Mia Salvemini, left, with a co-worker and the 2020 American League Championship trophy.

By Catherine O’Neill Grace | Photograph: Courtesy of Mia Salvemini ’19

To see Mia Salvemini ’19 on the field, surrounded by professional baseball players who tower over her but are clearly following her workout directions, you would think she had grown up around ballparks. But you would be wrong.

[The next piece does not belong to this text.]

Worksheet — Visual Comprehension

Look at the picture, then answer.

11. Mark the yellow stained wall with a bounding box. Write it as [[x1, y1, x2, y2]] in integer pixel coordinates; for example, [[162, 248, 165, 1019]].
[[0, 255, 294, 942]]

Raised in a small town on the Connecticut coast, Salvemini was always a fan of sports — just not baseball. “I played basketball and tennis. I pretty much tried every sport, but my big sport was CrossFit,” she says. “I’ve been doing that since I was 14.”
Her CrossFit experience influenced her to major in human performance at UT. As an undergraduate, Salvemini landed a summer internship at Cressey Sports Performance in Palm Beach Gardens, FL, which she calls “the mecca of baseball performance facilities. That was my introduction into the baseball world, and I fell in love with it then.”
Today, Salvemini is a Minor League Baseball strength and conditioning coach for the Florida Complex League Rays, an affiliate of the Tampa Bay Rays, in Port Charlotte, FL. With that, she’s made history as one of the first women of color to be hired in an on-field role in all of U.S. professional baseball (in the minor and major leagues).
The Tampa Bay Rays organization employs two women who work with the players on mental performance, and one female athletic trainer. Working in a nearly all-male environment can be intimidating at times, but Salvemini says the Rays coaches and players have been accepting and supportive of her in the new role. “Everybody’s open to the idea of me and the other women coming on board,” she says.
Salvemini oversees players’ strength training in the gym and leads their conditioning exercises on the field, “sprinting and all the stuff you see, basically, in the warmup before the game.” She also works with rehabbing players so they can recover faster from injuries. “We make sure they can get their technique back without pain,” she says.
Her days typically begin early. “I get there at 7 a.m. Players get there around 8 a.m.,” she says. She prepares and schedules players’ workouts. “And then I talk to the hitting coaches, catching coaches and pitching coaches to make sure everybody’s on the same page.” Then she has a free breakfast, one of the perks of working at the facility. Another perk is doing her own workouts almost every day in the state-of-the-art gym, which has kept her in good shape. “I can back-squat 305 pounds. I can walk on my hands. I do muscle-ups,” she says.
As for the future, Salvemini says, “My goal is to stay within baseball and hopefully to get to the majors one day!”